There were no footprints on the floor of the stall shower. Of course he could have been barefoot. Or he could have run water and washed away the traces of his presence before he left.
I went over and examined the windowsill. I hadn’t asked Guzik if they’d dusted for prints and I was reasonably certain no one had bothered. I wouldn’t have taken the trouble in their position. I couldn’t learn anything looking at the sill. I opened the window a foot or so and stuck my head out, but when I looked down the vertigo was extremely unpleasant and I drew my head back inside at once. I left the window open, though. The room could stand a change of air.
There were four folding chairs in the room, two of them closed and leaning against a wall, one near the bed, the fourth alongside the window. They were royal blue and made of high-impact plastic. The one by the window had her clothes piled on it. I went through the stack. She’d placed them deliberately on the chair but hadn’t bothered folding them.
You never know what suicides will do. One man will put on a tuxedo before blowing his brains out. Another one will take off everything. Naked I came into the world and naked will I go out of it, something like that.
A skirt. Beneath it a pair of panty hose. Then a blouse, and under it a bra with two small, lightly padded cups, I put the clothing back as I had found it, feeling like a violator of the dead.
The bed was unmade. I sat on the edge of it and looked across the room at a poster of Mick Jagger. I don’t know how long I sat there. Ten minutes, maybe.
On the way out I looked at the chain bolt. I hadn’t even noticed it when I came in. The chain had been neatly severed. Half of it was still in the slot on the door while the other half hung from its mounting on the jamb. I closed the door and fitted the two halves together, then released them and let them dangle. Then I touched their ends together again. I unhooked the end of the chain from the slot and went to the bathroom for the roll of adhesive tape. I brought the tape back with me, tore off a piece, and used it to fasten the chain back together again. Then I let myself out of the apartment and tried to engage the chain bolt from outside, but the tape slipped whenever I put any pressure on it.

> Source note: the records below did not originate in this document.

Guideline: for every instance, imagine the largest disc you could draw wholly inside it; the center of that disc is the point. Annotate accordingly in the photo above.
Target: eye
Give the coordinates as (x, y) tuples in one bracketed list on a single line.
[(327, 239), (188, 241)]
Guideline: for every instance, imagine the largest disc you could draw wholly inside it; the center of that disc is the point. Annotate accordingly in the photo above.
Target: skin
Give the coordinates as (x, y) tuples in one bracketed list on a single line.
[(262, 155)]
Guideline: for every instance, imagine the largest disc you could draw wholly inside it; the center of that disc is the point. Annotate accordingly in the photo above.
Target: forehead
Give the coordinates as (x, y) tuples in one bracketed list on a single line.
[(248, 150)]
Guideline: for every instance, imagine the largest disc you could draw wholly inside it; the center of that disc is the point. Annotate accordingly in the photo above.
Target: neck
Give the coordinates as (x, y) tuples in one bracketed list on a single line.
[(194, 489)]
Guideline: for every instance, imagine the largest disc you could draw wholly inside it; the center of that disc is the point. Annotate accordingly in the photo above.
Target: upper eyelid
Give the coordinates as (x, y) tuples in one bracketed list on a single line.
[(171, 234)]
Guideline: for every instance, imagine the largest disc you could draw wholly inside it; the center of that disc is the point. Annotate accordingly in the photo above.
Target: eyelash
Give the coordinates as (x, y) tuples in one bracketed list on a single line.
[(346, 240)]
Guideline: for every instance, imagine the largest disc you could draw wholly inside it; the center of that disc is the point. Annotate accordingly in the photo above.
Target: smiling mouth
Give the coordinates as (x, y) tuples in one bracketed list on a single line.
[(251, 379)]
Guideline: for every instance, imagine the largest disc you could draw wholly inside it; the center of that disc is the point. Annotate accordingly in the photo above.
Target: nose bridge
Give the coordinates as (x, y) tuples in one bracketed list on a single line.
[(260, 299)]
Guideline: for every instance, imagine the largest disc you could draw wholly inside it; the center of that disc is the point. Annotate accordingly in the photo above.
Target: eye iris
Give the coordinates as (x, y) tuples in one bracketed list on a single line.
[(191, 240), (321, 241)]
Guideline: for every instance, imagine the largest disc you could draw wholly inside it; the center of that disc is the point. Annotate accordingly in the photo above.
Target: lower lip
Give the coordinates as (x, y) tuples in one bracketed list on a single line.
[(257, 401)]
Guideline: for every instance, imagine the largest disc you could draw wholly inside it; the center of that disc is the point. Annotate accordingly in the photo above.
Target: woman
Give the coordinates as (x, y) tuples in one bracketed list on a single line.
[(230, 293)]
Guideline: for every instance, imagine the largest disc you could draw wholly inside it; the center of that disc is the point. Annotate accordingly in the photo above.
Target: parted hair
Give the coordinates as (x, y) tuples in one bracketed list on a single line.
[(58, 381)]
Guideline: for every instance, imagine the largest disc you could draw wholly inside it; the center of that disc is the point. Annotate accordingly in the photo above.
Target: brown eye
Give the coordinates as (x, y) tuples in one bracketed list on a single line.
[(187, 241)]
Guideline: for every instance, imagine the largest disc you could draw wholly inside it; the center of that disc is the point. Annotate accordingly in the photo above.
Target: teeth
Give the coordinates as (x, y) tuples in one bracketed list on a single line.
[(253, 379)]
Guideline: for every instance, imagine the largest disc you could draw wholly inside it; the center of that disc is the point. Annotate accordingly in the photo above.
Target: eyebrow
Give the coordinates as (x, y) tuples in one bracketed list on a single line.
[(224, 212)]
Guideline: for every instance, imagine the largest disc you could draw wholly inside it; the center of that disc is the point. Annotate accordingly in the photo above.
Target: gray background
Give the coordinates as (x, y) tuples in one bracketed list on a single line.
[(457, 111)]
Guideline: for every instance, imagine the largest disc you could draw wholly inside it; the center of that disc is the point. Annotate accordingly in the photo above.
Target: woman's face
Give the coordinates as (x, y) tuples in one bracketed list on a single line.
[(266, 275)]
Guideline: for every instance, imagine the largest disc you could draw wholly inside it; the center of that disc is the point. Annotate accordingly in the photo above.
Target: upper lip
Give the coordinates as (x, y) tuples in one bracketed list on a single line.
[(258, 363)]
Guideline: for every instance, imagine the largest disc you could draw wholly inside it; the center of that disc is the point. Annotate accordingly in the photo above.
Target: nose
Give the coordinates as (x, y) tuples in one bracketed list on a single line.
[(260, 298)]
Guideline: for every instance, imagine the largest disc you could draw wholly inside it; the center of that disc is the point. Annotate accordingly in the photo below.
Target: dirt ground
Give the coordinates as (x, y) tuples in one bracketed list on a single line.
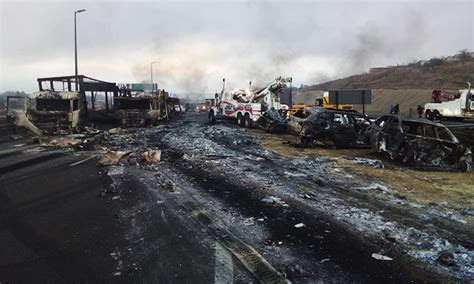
[(303, 215), (426, 187)]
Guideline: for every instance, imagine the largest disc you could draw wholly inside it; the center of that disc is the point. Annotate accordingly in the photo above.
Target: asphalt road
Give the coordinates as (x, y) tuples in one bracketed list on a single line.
[(63, 218), (57, 225)]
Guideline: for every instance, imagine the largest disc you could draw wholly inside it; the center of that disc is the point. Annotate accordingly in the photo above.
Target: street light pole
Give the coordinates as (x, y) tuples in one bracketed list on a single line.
[(151, 73), (75, 43)]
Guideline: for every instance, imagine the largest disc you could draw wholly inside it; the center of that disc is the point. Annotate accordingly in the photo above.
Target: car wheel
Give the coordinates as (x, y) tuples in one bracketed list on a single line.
[(464, 166), (247, 121), (240, 119), (212, 116), (428, 115)]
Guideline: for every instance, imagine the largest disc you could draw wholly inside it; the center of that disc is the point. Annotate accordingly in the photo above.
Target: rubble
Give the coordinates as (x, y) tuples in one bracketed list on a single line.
[(329, 127), (422, 143), (299, 225), (381, 257), (113, 157), (369, 162), (152, 156), (446, 258)]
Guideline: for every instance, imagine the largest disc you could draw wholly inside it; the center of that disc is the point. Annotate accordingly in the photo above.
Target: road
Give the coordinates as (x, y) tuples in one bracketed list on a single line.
[(218, 208)]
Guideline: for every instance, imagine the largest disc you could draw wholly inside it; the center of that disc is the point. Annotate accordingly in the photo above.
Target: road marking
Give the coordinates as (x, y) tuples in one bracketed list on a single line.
[(224, 271), (82, 161)]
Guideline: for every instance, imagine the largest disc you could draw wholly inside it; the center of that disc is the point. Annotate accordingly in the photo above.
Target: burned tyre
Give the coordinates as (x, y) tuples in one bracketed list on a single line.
[(247, 121), (464, 166), (428, 115), (240, 119), (212, 116)]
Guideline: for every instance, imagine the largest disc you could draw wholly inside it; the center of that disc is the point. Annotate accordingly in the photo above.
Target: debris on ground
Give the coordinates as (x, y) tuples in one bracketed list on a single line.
[(381, 257), (446, 258), (272, 199), (300, 225), (369, 162), (113, 157), (116, 130), (168, 185), (152, 156)]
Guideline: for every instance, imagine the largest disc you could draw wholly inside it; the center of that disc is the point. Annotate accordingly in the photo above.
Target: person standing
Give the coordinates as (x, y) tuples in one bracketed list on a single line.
[(420, 110)]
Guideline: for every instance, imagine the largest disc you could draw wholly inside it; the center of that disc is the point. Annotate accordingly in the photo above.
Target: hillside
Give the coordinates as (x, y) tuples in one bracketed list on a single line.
[(447, 73), (408, 85)]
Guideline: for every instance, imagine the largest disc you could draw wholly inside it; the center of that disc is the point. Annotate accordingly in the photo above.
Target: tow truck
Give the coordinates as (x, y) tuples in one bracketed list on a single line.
[(448, 105), (247, 106), (324, 102)]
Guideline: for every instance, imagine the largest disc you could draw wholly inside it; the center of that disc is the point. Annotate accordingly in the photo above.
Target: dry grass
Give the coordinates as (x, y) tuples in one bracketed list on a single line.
[(381, 100)]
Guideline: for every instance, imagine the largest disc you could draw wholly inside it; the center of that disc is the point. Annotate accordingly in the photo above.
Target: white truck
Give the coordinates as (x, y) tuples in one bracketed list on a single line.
[(453, 106), (247, 106)]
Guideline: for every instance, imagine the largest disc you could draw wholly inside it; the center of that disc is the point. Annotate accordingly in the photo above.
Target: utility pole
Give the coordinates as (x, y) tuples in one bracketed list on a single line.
[(75, 44), (151, 73)]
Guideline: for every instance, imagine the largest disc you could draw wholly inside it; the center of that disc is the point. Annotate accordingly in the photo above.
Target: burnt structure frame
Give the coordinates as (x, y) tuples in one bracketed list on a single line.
[(86, 85)]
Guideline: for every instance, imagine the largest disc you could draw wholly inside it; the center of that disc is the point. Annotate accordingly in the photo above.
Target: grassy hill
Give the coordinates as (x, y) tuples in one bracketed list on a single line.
[(421, 75), (408, 85)]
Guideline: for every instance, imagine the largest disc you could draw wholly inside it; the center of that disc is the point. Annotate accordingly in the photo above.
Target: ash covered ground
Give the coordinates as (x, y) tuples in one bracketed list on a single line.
[(221, 207)]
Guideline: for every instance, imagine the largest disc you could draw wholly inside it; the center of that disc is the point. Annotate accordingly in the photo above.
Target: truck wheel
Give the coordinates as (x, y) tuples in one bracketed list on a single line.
[(247, 121), (240, 120), (428, 115), (464, 166), (212, 116)]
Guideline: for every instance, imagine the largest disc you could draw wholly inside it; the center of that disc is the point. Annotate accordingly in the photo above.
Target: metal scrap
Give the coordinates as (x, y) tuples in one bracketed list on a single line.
[(423, 143), (113, 157), (329, 127)]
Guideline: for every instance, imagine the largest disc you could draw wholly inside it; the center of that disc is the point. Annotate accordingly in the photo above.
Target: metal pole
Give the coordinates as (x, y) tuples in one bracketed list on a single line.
[(75, 45), (75, 49), (151, 73)]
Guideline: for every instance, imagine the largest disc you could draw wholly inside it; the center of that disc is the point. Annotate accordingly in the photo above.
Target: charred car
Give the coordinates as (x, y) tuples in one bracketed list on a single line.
[(420, 142), (47, 112), (330, 127), (273, 121)]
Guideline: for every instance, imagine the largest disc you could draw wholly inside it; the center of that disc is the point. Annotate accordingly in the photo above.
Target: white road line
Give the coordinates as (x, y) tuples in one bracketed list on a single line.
[(82, 161), (224, 270)]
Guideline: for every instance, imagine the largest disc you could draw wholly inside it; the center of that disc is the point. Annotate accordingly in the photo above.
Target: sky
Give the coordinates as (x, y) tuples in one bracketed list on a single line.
[(197, 43)]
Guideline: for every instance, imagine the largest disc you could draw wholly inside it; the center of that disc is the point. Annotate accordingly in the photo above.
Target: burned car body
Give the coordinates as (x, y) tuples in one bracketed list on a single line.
[(48, 112), (273, 121), (137, 111), (421, 142), (330, 127), (146, 109)]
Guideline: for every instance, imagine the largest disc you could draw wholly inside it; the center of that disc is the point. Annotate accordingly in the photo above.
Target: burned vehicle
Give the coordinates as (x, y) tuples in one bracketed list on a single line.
[(422, 143), (330, 127), (48, 112), (273, 121), (146, 109)]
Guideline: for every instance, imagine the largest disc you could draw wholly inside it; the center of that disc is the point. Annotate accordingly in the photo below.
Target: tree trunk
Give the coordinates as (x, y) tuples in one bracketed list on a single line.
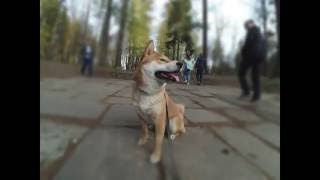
[(87, 20), (174, 50), (264, 17), (277, 3), (121, 32), (104, 39), (204, 41), (178, 51)]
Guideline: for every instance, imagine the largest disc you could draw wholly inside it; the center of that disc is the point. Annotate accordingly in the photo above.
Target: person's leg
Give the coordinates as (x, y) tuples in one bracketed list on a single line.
[(185, 75), (243, 68), (83, 67), (189, 76), (90, 69), (255, 77), (200, 76)]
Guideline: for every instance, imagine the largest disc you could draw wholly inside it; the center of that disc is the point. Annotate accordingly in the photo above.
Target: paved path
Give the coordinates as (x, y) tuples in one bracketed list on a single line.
[(89, 131)]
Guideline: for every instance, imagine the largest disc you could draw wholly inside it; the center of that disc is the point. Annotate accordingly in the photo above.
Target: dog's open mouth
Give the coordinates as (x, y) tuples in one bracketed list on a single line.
[(173, 76)]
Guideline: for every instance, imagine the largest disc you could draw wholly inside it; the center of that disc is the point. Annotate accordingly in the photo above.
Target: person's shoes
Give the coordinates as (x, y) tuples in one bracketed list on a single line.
[(254, 99), (243, 96)]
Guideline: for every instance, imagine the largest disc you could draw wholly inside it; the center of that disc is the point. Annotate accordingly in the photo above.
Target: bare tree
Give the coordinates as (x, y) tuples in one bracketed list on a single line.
[(104, 38), (205, 32), (121, 32)]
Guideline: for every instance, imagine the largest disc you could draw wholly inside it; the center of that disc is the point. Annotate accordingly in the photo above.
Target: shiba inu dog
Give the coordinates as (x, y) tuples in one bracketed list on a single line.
[(152, 101)]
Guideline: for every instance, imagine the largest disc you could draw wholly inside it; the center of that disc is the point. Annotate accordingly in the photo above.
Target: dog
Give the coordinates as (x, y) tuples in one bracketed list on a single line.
[(152, 101)]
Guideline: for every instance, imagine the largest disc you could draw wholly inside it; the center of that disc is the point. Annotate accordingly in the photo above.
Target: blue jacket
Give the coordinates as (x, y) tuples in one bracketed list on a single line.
[(200, 64)]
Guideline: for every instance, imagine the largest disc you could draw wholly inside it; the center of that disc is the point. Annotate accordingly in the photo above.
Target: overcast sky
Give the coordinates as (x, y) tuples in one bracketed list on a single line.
[(235, 12)]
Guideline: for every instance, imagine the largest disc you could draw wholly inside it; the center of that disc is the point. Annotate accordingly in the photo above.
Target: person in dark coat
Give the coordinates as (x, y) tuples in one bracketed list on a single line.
[(200, 65), (253, 54), (87, 56)]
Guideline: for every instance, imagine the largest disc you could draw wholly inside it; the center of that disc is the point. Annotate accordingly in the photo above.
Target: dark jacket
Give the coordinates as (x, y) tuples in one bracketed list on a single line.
[(200, 64), (85, 55), (254, 48)]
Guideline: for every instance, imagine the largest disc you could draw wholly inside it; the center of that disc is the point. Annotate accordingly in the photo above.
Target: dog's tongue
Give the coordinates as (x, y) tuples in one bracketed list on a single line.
[(175, 76)]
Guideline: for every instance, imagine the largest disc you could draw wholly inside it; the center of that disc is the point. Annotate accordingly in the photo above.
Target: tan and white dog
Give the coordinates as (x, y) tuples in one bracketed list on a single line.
[(150, 98)]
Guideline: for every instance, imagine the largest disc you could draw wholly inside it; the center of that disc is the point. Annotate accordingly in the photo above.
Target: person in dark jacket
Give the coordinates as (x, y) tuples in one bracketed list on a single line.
[(253, 54), (87, 56), (200, 65)]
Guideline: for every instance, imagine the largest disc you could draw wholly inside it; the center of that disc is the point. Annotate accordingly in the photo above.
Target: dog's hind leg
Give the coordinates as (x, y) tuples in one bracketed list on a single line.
[(160, 128), (144, 130)]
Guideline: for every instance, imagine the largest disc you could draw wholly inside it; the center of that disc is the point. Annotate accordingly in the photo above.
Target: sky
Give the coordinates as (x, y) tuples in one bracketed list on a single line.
[(234, 12)]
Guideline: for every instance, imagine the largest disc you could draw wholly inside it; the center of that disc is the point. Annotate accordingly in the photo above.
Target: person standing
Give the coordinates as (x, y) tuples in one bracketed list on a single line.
[(200, 65), (87, 59), (253, 54), (188, 67)]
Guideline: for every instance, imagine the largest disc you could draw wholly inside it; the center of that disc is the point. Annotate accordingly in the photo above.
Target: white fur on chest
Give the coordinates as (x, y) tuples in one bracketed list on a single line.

I went inside again and studied the chain bolt. I decided I was behaving erratically, that Paula Wittlauer had gone out the window of her own accord. I looked at the windowsill again. The light dusting of soot didn’t tell me anything one way or the other. New York’s air is filthy and the accumulation of soot could have been deposited in a couple of hours, even with the window shut. It didn’t mean anything.
I looked at the heap of clothes on the chair, and I looked again at the chain bolt, and I rode the elevator to the basement and found either the superintendent or one of his assistants. I asked to borrow a screwdriver. He gave me a long screwdriver with an amber plastic grip. He didn’t ask me who I was or what I wanted it for.